In my program code, I have arrays of numpy values ββand numpy arrays of indices. Both types are pre-distributed and predefined during program initialization.
Each part of the program has one values array on which calculations are performed, and three index arrays idx_from_exch , idx_values and idx_to_exch . In the global array of values ββthere is a value for exchanging the values ββof several parts: exch_arr .
Index arrays in most cases have from 2 to 5 indexes, rarely (most likely never), more indexes are not required. dtype=np.int32 , shape and values ββare constant during the entire program run. Thus, after initialization, I set ndarray.flags.writeable=False , but this is optional. The index values ββof the idx_values and idx_to_exch index arrays are sorted in numerical order, idx_source can be sorted, but there is no way to determine this. All index arrays corresponding to one value / part array have the same shape values.
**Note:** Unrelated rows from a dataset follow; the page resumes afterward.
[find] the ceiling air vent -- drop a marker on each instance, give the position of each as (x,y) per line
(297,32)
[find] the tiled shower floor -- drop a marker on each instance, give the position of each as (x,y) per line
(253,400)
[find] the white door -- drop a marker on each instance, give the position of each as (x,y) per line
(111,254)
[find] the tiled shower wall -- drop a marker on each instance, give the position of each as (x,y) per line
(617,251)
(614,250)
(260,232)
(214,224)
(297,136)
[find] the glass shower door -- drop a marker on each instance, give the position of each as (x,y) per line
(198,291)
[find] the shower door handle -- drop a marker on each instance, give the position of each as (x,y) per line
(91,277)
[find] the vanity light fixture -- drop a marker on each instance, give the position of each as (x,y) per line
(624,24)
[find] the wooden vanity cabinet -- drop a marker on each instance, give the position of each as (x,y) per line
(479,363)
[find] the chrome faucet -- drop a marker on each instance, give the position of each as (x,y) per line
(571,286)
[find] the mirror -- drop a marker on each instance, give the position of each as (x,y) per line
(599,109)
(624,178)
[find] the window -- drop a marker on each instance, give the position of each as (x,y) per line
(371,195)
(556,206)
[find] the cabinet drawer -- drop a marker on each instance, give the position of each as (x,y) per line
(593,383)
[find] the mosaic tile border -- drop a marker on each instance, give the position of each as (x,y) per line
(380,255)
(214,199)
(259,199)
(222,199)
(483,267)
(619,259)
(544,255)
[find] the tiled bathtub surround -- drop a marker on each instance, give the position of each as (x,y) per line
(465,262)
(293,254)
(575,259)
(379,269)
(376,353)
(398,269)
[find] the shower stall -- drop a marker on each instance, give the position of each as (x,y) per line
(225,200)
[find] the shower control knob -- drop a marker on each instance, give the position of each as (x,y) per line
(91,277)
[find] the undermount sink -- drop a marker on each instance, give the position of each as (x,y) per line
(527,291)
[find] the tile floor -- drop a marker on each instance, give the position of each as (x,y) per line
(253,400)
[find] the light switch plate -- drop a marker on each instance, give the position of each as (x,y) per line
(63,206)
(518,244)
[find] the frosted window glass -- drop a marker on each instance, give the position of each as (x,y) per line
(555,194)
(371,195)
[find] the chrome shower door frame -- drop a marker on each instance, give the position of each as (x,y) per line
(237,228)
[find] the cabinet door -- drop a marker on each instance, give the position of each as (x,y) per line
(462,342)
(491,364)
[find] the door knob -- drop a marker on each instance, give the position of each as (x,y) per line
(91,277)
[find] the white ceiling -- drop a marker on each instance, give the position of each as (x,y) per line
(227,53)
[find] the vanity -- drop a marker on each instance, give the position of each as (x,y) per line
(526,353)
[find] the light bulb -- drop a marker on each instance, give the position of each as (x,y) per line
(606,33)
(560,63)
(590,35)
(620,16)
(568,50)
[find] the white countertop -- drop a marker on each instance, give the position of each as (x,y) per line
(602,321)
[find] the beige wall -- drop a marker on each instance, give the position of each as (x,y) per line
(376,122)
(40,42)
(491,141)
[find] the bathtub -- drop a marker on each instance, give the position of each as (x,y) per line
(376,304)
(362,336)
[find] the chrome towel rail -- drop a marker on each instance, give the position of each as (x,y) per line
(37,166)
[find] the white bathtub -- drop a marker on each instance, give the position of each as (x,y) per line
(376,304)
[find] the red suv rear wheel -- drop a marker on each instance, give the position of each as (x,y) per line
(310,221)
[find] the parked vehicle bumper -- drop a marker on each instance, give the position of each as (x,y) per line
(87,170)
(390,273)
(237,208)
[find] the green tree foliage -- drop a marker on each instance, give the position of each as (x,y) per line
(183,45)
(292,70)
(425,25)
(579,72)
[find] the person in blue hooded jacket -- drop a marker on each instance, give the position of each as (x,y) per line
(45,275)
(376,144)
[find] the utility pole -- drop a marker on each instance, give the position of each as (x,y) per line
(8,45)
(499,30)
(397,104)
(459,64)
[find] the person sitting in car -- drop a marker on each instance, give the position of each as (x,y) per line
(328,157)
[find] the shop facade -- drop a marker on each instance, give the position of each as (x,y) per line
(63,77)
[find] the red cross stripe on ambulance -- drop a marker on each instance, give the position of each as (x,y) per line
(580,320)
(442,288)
Arrays of values , as well as exch_arr usually have from 50 to 1000 elements. shape and dtype=np.float64 are constant during the entire run of the program, the values ββof arrays change at each iteration.
Here are examples of arrays:
import numpy as np import numba as nb values = np.random.rand(100) * 100
Examples of indexing operations are as follows:
values[idx_values] = exch_arr[idx_from_exch] # get values from exchange array values *= 1.1 # some inplace array operations, this is just a dummy for more complex things exch_arr[idx_to_exch] = values[idx_values] # pass some values back to exchange array
Since these operations are applied once per iteration for several million iterations, speed is critical. I considered various ways to increase the indexing speed in my previous question , but forgot to be specific enough considering my application (especially getting values ββby indexing with a constant index of arrays and passing them to another indexed array).
For now, the best way to do this seems to be fancy indexing. I'm currently experimenting with numba guvectorize , but it seems like it's not worth the effort since my arrays are pretty small. memoryviews would be nice, but since index arrays don't necessarily have sequential steps, I don't know how to use memoryviews .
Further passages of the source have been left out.